Deep learning-based recommender systems (DRSs) are increasingly and widely deployed in the industry, which brings significant convenience to people's daily life in different ways. However, recommender systems are also shown to suffer from multiple issues,e.g., the echo chamber and the Matthew effect, of which the notation of "fairness" plays a core role.While many fairness notations and corresponding fairness testing approaches have been developed for traditional deep classification models, they are essentially hardly applicable to DRSs. One major difficulty is that there still lacks a systematic understanding and mapping between the existing fairness notations and the diverse testing requirements for deep recommender systems, not to mention further testing or debugging activities. To address the gap, we propose FairRec, a unified framework that supports fairness testing of DRSs from multiple customized perspectives, e.g., model utility, item diversity, item popularity, etc. We also propose a novel, efficient search-based testing approach to tackle the new challenge, i.e., double-ended discrete particle swarm optimization (DPSO) algorithm, to effectively search for hidden fairness issues in the form of certain disadvantaged groups from a vast number of candidate groups. Given the testing report, by adopting a simple re-ranking mitigation strategy on these identified disadvantaged groups, we show that the fairness of DRSs can be significantly improved. We conducted extensive experiments on multiple industry-level DRSs adopted by leading companies. The results confirm that FairRec is effective and efficient in identifying the deeply hidden fairness issues, e.g., achieving 95% testing accuracy with half to 1/8 time.

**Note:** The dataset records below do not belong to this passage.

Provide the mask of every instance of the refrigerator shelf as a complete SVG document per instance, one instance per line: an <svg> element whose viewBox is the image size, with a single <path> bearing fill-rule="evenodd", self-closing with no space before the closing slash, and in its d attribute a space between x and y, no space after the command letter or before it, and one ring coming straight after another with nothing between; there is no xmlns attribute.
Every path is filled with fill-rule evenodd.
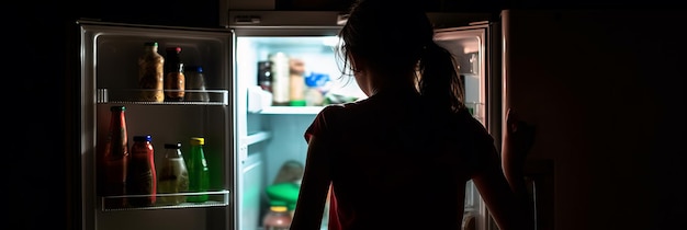
<svg viewBox="0 0 687 230"><path fill-rule="evenodd" d="M95 102L98 104L116 103L116 104L150 104L150 105L228 105L229 93L227 90L184 90L187 95L190 93L207 93L209 101L180 101L180 102L146 102L139 99L143 92L149 90L140 89L98 89L95 93ZM165 92L178 92L179 90L164 90Z"/></svg>
<svg viewBox="0 0 687 230"><path fill-rule="evenodd" d="M244 138L241 138L241 143L246 143L246 146L250 146L257 142L261 142L268 140L272 137L272 134L269 131L258 131L255 134L250 134Z"/></svg>
<svg viewBox="0 0 687 230"><path fill-rule="evenodd" d="M267 106L260 114L318 114L324 106Z"/></svg>
<svg viewBox="0 0 687 230"><path fill-rule="evenodd" d="M222 207L229 205L229 191L215 191L203 193L176 193L176 194L157 194L155 195L159 200L165 196L193 196L193 195L207 195L209 200L204 203L181 203L179 205L159 205L148 207L108 207L108 203L121 202L125 198L133 197L149 197L149 195L124 195L124 196L103 196L100 197L100 207L102 211L120 211L120 210L150 210L150 209L170 209L170 208L201 208L201 207Z"/></svg>

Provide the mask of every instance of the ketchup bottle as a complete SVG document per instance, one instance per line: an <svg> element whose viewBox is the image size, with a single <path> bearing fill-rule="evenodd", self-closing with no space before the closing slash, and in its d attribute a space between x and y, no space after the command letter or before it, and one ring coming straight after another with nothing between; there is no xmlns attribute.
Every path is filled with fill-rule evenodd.
<svg viewBox="0 0 687 230"><path fill-rule="evenodd" d="M129 195L128 205L133 207L153 206L157 199L155 149L150 140L150 135L135 136L132 145L132 157L126 174L126 194Z"/></svg>

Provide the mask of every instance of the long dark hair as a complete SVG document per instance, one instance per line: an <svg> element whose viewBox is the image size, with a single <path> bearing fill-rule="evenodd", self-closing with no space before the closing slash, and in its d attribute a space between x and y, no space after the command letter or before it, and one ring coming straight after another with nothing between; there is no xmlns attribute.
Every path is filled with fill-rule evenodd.
<svg viewBox="0 0 687 230"><path fill-rule="evenodd" d="M449 50L435 43L433 26L416 2L419 1L356 1L339 32L344 69L356 71L350 62L353 56L364 57L367 62L383 70L416 71L415 79L384 80L415 82L430 104L462 110L465 105L455 60Z"/></svg>

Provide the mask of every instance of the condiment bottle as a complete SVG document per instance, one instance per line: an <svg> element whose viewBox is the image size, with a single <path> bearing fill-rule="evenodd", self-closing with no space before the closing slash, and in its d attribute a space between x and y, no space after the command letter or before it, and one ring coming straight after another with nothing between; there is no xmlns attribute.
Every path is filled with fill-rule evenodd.
<svg viewBox="0 0 687 230"><path fill-rule="evenodd" d="M272 92L272 61L258 61L258 85L264 91Z"/></svg>
<svg viewBox="0 0 687 230"><path fill-rule="evenodd" d="M183 74L183 61L181 61L181 47L167 47L165 49L165 101L183 101L185 78Z"/></svg>
<svg viewBox="0 0 687 230"><path fill-rule="evenodd" d="M262 218L262 227L266 230L288 230L291 227L291 220L286 205L272 200L270 202L270 210Z"/></svg>
<svg viewBox="0 0 687 230"><path fill-rule="evenodd" d="M185 96L189 102L209 102L210 96L205 91L205 74L202 66L189 66L184 68Z"/></svg>
<svg viewBox="0 0 687 230"><path fill-rule="evenodd" d="M144 43L143 55L138 57L138 87L143 90L140 100L144 102L165 100L165 58L157 50L157 43Z"/></svg>
<svg viewBox="0 0 687 230"><path fill-rule="evenodd" d="M153 206L157 199L155 149L150 143L151 139L150 135L134 136L126 174L126 194L136 195L128 197L128 205L133 207Z"/></svg>
<svg viewBox="0 0 687 230"><path fill-rule="evenodd" d="M203 193L210 188L210 172L207 161L205 161L205 138L191 138L191 152L189 154L189 192ZM190 203L207 202L207 195L190 195L187 197Z"/></svg>
<svg viewBox="0 0 687 230"><path fill-rule="evenodd" d="M297 58L289 60L289 105L305 106L305 64Z"/></svg>
<svg viewBox="0 0 687 230"><path fill-rule="evenodd" d="M181 154L181 143L165 143L165 160L162 160L158 174L158 192L160 194L184 193L189 191L189 171ZM179 205L185 202L185 197L160 196L158 204Z"/></svg>
<svg viewBox="0 0 687 230"><path fill-rule="evenodd" d="M105 147L99 156L98 184L103 196L123 196L126 194L126 173L128 166L128 141L126 134L126 107L110 107L110 129ZM124 198L105 198L105 208L123 208Z"/></svg>

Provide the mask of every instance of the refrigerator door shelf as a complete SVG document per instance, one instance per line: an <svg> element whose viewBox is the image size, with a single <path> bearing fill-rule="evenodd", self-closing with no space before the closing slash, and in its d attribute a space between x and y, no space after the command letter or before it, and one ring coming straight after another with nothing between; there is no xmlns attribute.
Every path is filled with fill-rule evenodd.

翻译：基于深度学习的推荐系统正日益广泛地部署于工业界，以不同方式为人们的日常生活带来显著便利。然而，推荐系统也被证明存在多重问题，例如信息茧房和马太效应，其中“公平性”概念发挥着核心作用。尽管针对传统深度分类模型已开发出诸多公平性定义及相应的公平性测试方法，但这些方法本质上难以适用于深度推荐系统。主要难点在于，现有公平性定义与深度推荐系统的多样化测试需求之间仍缺乏系统性理解与映射关系，更遑论进一步的测试或调试活动。为弥补这一空白，我们提出FairRec——一个支持从多个定制化视角（如模型效用、物品多样性、物品流行度等）对深度推荐系统进行公平性测试的统一框架。我们还提出一种新颖且高效的基于搜索的测试方法，即双端离散粒子群优化算法，以有效应对新挑战：从海量候选组中搜索以特定弱势群体形式存在的隐藏公平性问题。基于测试报告，通过对这些已识别的弱势群体采用简单的重排序缓解策略，我们证明深度推荐系统的公平性可获得显著提升。我们在头部企业采用的多个工业级深度推荐系统上开展了大量实验，结果证实FairRec能高效识别深度隐藏的公平性问题，例如在节省一半至八分之一时间的情况下达到95%的测试准确率。